O Ser e as três dialécticas
Não é o ser para Mim que me oprime, mas talvez as três dialécticas primevas que me afligem, nesta relação difícil, na consciência da relação do Eu com Mim mesmo (é esta relação recíproca que eu chamo espírito): finito/infinito, temporal/eterno e necessário/possível. Alguém disse (Kierkegaard) que nós éramos uma (pequena) síntese entre estes termos opostos - haverá ser em posição mais delicada e ingrata, no devir, que o ser humano, mero fantoche da sua condição de pêndulo entre estes três conjuntos de extremos que se repelem? Sou então a síntese entre o finito e o infinito? Mas quando grito para o infinito desolado, não há resposta possível - o eco exige uma superfície, por mais ténue que seja, para poder ripostar devidamente, mas nada, só sobra um vazio grotesco. Síntese entre temporal e eterno? Eu choraria a falta de tempo, se fosse eterno, e procuraria o eterno se a minha alma não o fosse - preciso que o clarão da minha existência tenha o fulgor necessário para iluminar os dois túneis de trevas que o engolem, até aos confins do eterno. Síntese entre o necessário e o possível? Não gosto de saber que sou o caminho percorrido no mundo das possibilidades, imenso e mutável, de acordo com o necessário e o acaso até à minha própria definição.

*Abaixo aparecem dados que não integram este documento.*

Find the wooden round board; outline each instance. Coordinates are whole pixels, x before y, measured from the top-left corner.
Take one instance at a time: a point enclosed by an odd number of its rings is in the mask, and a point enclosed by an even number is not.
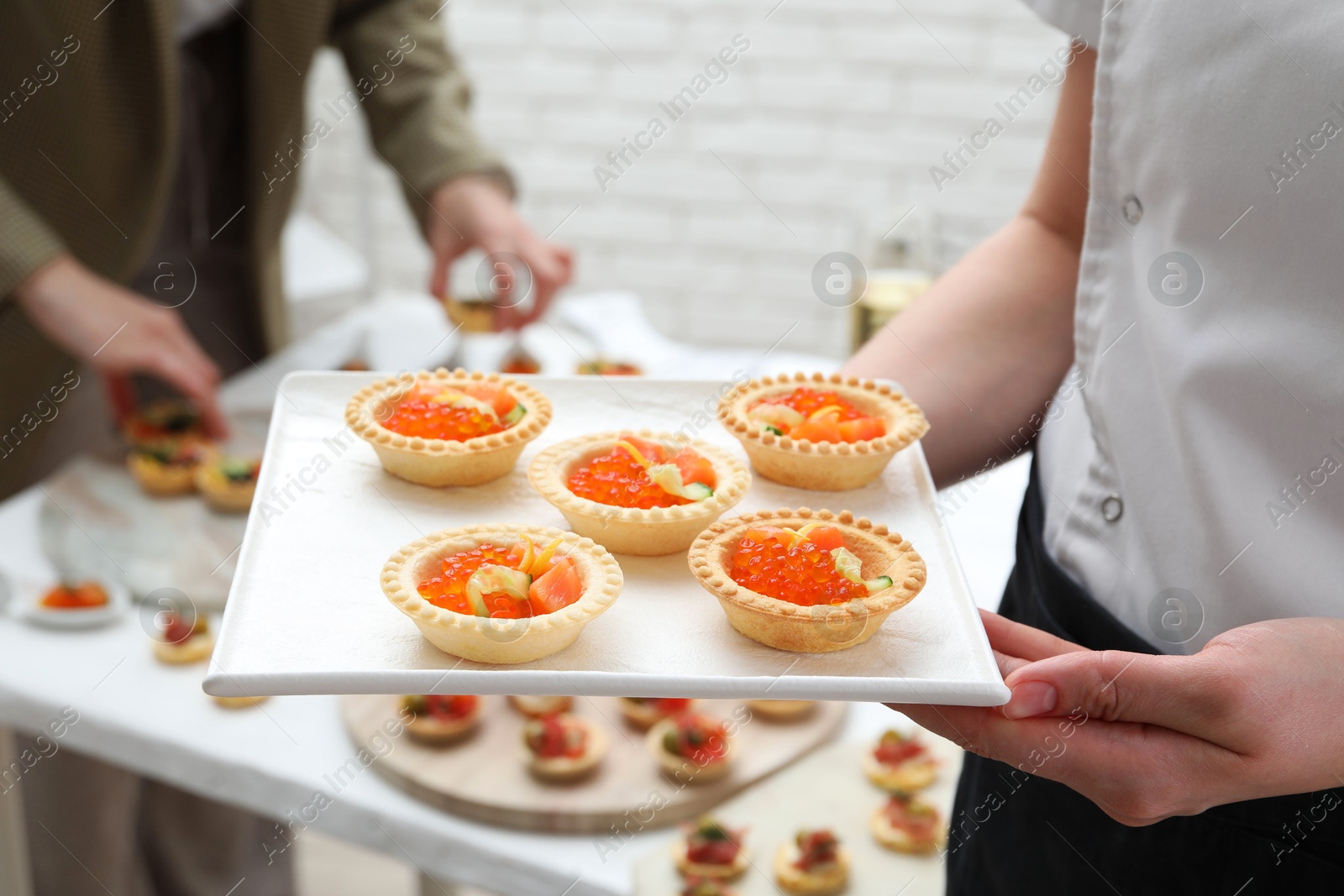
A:
[[[524,716],[505,697],[481,701],[481,724],[468,740],[433,747],[402,733],[374,768],[411,795],[454,814],[567,834],[603,833],[613,825],[652,829],[695,818],[833,739],[845,715],[843,703],[820,703],[796,721],[771,721],[751,713],[741,700],[698,700],[698,712],[735,721],[737,755],[724,778],[685,785],[661,774],[644,746],[644,732],[621,717],[617,697],[575,697],[573,712],[603,725],[610,750],[591,776],[550,785],[527,771]],[[345,696],[341,708],[355,743],[386,743],[383,725],[396,719],[399,704],[399,696]]]

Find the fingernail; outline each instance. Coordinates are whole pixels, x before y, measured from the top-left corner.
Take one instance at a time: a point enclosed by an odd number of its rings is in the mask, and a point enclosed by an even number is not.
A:
[[[1025,681],[1012,689],[1012,697],[1004,705],[1003,712],[1008,719],[1027,719],[1052,711],[1056,703],[1059,703],[1059,695],[1054,685],[1044,681]]]

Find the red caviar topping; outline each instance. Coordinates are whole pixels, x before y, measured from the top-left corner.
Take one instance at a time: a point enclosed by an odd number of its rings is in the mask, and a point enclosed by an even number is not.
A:
[[[504,418],[516,404],[505,388],[417,386],[382,423],[401,435],[465,442],[509,429]]]
[[[827,532],[828,529],[816,529]],[[789,603],[810,607],[847,603],[868,596],[868,588],[836,571],[831,551],[810,537],[792,544],[785,529],[747,529],[728,566],[728,575],[745,588]],[[825,539],[823,539],[825,540]]]

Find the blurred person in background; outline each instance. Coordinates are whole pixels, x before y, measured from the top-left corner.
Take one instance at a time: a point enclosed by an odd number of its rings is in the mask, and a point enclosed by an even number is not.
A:
[[[570,254],[523,223],[508,172],[473,133],[442,11],[0,4],[0,497],[108,433],[132,408],[133,375],[194,399],[223,434],[220,377],[288,339],[280,234],[335,116],[362,109],[399,175],[434,255],[433,294],[468,249],[507,251],[530,266],[540,313]],[[353,87],[309,121],[305,75],[324,43]],[[43,414],[58,394],[59,412]],[[220,896],[242,877],[241,892],[292,892],[290,853],[263,848],[273,822],[242,810],[66,750],[23,791],[38,896]]]
[[[948,892],[1344,892],[1344,8],[1028,5],[1091,48],[1021,212],[845,367],[948,506],[1034,445],[1011,700],[898,707],[970,751]]]

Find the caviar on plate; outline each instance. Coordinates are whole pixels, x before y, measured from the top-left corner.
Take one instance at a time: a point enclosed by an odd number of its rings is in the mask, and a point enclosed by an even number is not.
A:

Há uma resposta adequada para estes três dilemas. Se é nestas três dialécticas que assenta a relação estabelecida, do Eu com Mim mesmo, então se o Eu humano é esta relação da relação com ela mesma e, ao relacionar-se com ela mesma, relaciona-se com mais alguma coisa - é perante este Algo que eu tenho de Ser. Há quem lhe chame Deus. Há quem lhe chame Humanidade. Há quem lhe chame Utopia. Há quem lhe chame Amor. Devido ao meu ateísmo e desconfiança, as minhas hipóteses são reduzidas. O importante é ser único e intrínseco, transparente e total perante esse Algo e nesse Algo. Gostaria que esse algo fosse o Amor. Com ele o mundo espraia-se até à medida máxima do universo e o infinito habita no clarão curto da minha existência; vive-se a eternidade nos cantos mais ínfimos , mais recônditos, mas mais infinitos da alma humana - ou seja, o desespero que o infinito sente pela ausência de finitude e o desespero que o finito sente pela ausência de infinitude esgotam-se na ânsia interminável do amor eterno. E se nos mora o acaso ou o necessário, sabemos que foi uma escolha gloriosa, decisão cósmica ininteligível, a que nos uniu na filigrana da vida, sustentada no vasto jogo dos possíveis e sussurrada ao nosso ouvido, de forma tépida e serena.